La fonction d’instituteur est engagée actuellement dans une transformation significative qui résultera de la réforme de l'enseignement primaire. Aux yeux du Gouvernement toute question se rapportant à la carrière de l'instituteur ne peut être dissociée de cette réforme, qui redéfinit les missions de l’école et précise les responsabilités et les sujétions du personnel enseignant.
Pour qu'une école centrée sur l'élève puisse fonctionner, il doit être veillé à ce que
- les élèves soient accompagnés durant le plus de leçons possible par le même instituteur qui les connaît bien et qui sait adapter l'enseignement à eux;
- l'instituteur travaille ensemble avec ses collègues au sein d'une équipe pédagogique qui se réunit régulièrement pour se concerter sur les progrès des élèves qui leur sont confiés et sur la façon dont ils comptent organiser l'enseignement ;
- que les parents soient impliqués dans le travail et la vie scolaire de leur enfant et que pour cela l'instituteur soit un interlocuteur disponible.

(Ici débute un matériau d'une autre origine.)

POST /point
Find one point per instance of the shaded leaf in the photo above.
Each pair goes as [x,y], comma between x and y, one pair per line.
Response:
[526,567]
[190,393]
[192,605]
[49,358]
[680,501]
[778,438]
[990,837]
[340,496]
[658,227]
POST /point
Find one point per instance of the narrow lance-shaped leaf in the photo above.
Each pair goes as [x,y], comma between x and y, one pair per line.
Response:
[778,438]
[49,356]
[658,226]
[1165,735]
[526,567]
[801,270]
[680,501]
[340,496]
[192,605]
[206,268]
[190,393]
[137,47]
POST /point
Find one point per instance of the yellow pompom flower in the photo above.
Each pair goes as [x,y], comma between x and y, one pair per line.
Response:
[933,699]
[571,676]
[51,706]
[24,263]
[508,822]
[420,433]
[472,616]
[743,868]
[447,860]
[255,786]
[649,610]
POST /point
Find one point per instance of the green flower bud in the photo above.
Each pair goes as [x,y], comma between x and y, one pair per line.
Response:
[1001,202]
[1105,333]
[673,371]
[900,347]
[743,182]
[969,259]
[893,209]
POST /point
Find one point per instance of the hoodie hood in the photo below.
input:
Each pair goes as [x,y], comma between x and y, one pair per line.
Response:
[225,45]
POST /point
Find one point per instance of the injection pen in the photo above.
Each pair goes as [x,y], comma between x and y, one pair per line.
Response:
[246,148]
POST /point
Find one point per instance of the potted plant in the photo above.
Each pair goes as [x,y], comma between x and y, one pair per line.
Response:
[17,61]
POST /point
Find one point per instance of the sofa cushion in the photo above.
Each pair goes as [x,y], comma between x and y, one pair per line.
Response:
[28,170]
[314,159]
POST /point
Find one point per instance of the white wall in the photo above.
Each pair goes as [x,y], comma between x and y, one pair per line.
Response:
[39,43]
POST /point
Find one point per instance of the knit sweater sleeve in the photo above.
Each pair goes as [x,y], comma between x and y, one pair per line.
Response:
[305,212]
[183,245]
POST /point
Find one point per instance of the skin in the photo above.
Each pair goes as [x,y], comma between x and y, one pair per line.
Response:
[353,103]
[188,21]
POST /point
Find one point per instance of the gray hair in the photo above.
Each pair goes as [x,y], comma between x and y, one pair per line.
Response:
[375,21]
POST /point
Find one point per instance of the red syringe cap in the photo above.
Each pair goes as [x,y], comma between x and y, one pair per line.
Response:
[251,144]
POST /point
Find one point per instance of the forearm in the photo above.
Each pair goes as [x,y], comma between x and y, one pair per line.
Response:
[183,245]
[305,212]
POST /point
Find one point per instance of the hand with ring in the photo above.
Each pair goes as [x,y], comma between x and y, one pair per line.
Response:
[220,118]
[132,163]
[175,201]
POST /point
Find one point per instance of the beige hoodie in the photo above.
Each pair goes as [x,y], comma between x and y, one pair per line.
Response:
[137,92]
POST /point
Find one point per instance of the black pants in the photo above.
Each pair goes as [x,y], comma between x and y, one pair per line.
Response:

La proposition que le Gouvernement a faite aux syndicats consistait à considérer les questions de reclassement de la carrière, le nombre de leçons à enseigner, les organisations possibles d'horaires, le temps de disponibilité pour la concertation et le dialogue avec les parents comme un ensemble permettant de constituer une nouvelle carrière fondée sur une nouvelle tâche.
Il a été convenu de se revoir dans un délai rapproché.